To date, most newly detected prostate cancer cases are clinically classified low-risk diseases (Bangma and Roobol, 2012). It is crucial to understand the natural history of these tumours as it is under considerable debate whether and to what extent low-risk Gleason 6 tumours are able to progress to higher grade tumours leading to metastatic spread or even cancer-specific death (Whittemore et al, 1991; Sowalsky et al, 2013). Interestingly, our data may indicate that reduced expression of PDE4D7 in low to intermediate Gleason tumours is correlated to progression after primary treatment.

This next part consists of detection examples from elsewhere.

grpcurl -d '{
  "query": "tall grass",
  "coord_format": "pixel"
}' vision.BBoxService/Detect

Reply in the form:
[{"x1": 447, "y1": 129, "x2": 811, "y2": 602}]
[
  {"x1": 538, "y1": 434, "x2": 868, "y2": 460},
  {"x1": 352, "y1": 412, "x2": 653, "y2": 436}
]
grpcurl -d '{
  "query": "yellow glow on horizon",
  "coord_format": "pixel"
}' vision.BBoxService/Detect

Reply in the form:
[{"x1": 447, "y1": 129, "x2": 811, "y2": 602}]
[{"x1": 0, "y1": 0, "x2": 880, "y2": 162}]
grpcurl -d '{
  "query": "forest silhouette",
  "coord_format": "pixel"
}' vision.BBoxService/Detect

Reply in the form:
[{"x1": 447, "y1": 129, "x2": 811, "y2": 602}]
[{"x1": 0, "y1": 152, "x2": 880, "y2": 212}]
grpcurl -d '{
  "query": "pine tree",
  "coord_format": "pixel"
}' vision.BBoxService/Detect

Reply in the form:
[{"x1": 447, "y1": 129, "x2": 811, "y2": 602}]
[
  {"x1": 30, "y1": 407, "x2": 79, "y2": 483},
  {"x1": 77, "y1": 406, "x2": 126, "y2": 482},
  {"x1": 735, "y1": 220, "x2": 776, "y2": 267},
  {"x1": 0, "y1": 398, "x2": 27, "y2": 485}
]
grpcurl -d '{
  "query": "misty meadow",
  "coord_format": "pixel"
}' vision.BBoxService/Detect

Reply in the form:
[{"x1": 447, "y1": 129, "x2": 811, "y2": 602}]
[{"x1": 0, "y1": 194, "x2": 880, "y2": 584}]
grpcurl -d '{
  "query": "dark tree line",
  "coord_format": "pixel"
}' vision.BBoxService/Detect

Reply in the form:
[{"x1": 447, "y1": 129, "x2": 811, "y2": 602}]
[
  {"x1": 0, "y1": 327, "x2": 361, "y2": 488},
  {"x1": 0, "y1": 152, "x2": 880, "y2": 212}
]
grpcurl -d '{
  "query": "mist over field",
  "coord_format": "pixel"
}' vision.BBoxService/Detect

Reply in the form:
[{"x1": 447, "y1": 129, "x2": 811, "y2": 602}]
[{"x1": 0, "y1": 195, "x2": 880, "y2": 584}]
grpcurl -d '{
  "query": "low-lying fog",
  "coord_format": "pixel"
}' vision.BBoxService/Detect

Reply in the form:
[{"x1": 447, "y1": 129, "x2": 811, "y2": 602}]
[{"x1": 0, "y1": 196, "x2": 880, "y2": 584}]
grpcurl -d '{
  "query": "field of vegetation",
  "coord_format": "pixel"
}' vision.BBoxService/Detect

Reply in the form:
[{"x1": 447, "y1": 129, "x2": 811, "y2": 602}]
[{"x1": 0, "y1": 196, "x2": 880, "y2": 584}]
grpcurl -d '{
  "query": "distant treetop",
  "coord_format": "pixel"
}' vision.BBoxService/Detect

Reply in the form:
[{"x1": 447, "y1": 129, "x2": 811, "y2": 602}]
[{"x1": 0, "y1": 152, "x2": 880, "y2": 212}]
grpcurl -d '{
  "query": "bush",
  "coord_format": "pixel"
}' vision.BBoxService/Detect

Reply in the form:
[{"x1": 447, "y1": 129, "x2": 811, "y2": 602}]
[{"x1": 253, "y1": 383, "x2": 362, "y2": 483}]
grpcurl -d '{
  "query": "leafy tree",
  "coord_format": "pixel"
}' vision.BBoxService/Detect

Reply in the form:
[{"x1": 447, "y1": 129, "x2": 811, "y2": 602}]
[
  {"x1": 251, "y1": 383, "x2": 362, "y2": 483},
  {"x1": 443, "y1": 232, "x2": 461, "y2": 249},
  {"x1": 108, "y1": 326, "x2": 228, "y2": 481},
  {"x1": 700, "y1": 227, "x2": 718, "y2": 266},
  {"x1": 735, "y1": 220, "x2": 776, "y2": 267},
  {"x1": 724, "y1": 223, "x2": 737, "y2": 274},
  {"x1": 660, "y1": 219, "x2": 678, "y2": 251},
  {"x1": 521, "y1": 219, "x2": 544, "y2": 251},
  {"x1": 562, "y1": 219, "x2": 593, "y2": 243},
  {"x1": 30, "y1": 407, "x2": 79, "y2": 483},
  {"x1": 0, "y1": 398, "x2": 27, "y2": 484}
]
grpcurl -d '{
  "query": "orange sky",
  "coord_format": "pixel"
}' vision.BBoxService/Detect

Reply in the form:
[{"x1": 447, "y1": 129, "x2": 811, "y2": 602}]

Although initially positively correlated with tumour development, the expression of PDE4D7 actually appears to be protective against further disease progression, which is in line with the data previously obtained regarding the cellular functioning of PDE4D7 (Henderson et al, 2014).

As new strategies for targeted pharmacological manipulation of specific PDE4D transcripts become available then PDE4D7 likely provides a promising future target in the treatment of primary and/or advanced prostate cancer. Our data indicate that during tumour progression the risk of fast recurrence to clinical endpoints like biochemical or clinical disease is correlated to the level of PDE4D7 expression in the primary tumour. Consequently, patients with a low expression level of PDE4D7 in their primary cancers after surgical resection may very well be candidates for immediate adjuvant treatment like radiotherapy and/or androgen ablation. Furthermore, the manipulation of PDE4D7 suggests a strategy to selectively treat TMPRSS2-ERG fusion-positive prostate cancers. However, the success of such strategy may depend on the stratification into molecular sub-types according to the status of the TMPRSS2-ERG gene translocation.

The data presented here demonstrates the relevance of PDE4D7 as a potential biomarker for more accurate prostate cancer diagnostics. In particular, we have demonstrated the potential role of this specific splice variant of the PDE4D gene for prognosis of aggressive prostate cancer in the molecular sub-type of TMPRSS2-ERG-positive prostate tumours as well as its role as a putative target gene for therapy of primary vs late-stage, hormone-refractory disease.